Facing a "new reality" where the district was built for 20,000 students but served only 12,000, Toenjes advocated for a "right-sizing" plan to ensure the district's long-term financial solvency and the preservation of educational programs. Following months of public forums and committee meetings, the Governing Board voted on December 16, 2025, to close six schools by 2028: Kyrene de la Colina, Kyrene de la Estrella, Kyrene de las Manitas, Kyrene Traditional Academy, Akimel A-al Middle School, and Pueblo Middle School.

Toenjes was the primary spokesperson for the initiative, often acknowledging the emotional toll the decision took on the community while maintaining that inaction would be fiscally irresponsible.
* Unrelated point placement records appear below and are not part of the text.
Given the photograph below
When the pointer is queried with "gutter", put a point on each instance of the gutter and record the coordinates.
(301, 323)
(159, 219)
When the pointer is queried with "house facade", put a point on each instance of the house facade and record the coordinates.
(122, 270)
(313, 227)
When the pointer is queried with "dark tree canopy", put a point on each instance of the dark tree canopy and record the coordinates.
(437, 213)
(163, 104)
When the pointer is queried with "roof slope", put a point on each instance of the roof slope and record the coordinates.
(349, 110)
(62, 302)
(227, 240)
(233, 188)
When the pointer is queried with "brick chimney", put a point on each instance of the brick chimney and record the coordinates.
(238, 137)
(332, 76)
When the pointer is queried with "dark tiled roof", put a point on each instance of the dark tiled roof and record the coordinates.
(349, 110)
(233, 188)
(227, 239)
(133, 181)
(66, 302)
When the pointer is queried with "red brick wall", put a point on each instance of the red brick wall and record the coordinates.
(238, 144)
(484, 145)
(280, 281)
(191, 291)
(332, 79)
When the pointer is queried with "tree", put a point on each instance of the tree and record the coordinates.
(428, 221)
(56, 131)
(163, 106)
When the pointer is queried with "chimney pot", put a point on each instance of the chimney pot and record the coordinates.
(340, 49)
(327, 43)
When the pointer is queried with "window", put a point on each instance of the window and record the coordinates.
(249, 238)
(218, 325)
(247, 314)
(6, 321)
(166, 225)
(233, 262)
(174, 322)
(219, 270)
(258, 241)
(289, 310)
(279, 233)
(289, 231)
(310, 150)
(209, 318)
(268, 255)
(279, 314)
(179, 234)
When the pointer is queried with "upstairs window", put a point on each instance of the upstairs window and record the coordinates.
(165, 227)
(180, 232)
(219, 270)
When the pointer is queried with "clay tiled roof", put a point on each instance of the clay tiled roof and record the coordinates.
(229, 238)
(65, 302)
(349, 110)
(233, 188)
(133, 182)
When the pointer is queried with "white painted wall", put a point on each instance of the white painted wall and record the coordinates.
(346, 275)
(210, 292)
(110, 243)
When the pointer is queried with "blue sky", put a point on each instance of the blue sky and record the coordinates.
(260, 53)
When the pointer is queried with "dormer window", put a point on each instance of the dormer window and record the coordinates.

Following the final vote, she described the move as "what may be the most significant action in our district's history, in order to preserve the Kyrene experience now and for generations to come". Throughout the process, she emphasized that the consolidation would allow the district to reinvest savings into teacher salaries and specialized programs. Addressing the transition for affected families, Toenjes stated, "Our current Kyrene kids will be our priority in all of our transition," and pledged that the district would "take great care to ensure our students and our staff feel supported every step of the way".

=== Equity and Inclusion ===
In April 2025, Toenjes re-affirmed that the school district's "policies around equity, inclusion and social-emotional wellness—are fully compliant with Title VI of the Civil Rights Act of 1964." Arizona Superintendent of Public Instruction Tom Horne threatened to withhold $1.5 million of federal funding per guidance from the United States Department of Education. The guidance was subsequently revoked, and district was properly funded.